Ganz anders "Fountain", das nicht so sehr wegen des eingesetzten Vibrafons, sondern wegen der ganz irren Bass- und Schlagzeugparts ein wenig an Police erinnert und wegen der vielen eingewobenen Sounds vielleicht gar nicht live gespielt werden kann.
Von "Kein Weg zurück" behaupte ich, dass es ein derart überragendes Lied ist, dass es vielleicht auch all die versöhnt, die sich ein komplett deutschsprachiges Album gewünscht hätten.

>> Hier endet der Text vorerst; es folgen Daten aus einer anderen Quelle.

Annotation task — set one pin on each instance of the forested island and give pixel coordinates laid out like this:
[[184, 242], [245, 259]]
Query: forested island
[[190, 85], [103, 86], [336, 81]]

Es darf auch festgehalten werden, dass "Rifles" erneut etwas von Police hat. Dieses Mal allerdings irgendwie minimalistisch. Der Song ist ganz toll gesungen und Jan Frisch erreicht in gewisser Weise mit seiner grandiosen Gitarre hier die höchsten Weihen der Gitarrenkunst. Gerade weil das Stück mit wenigen, von ihm unglaublich präzise gespielten Tönen und einem kurzen Klavierakkord "der 3. Art" auskommt.
"As I am" geht nicht nur wegen des treibenden Schlagzeuges einfach ab. Woran mich die Gitarrenmelodie erinnert, weiß ich gerade nicht zu benennen. Sie geht jedenfalls in Verbindung mit dem Schlagzeug in die Beine.
Zu "Disconnectet" muss ich noch einmal das sensationelles Zusammenspiel von Bass und Schlagzeug, und das sich darauf aufbauende Gitarrenspiel hervorheben. In Verbindung mit den eingesetzten Effekte nach der letzten Strophe ist so Musik entstanden, die Pink Floyd nicht besser hätte machen können.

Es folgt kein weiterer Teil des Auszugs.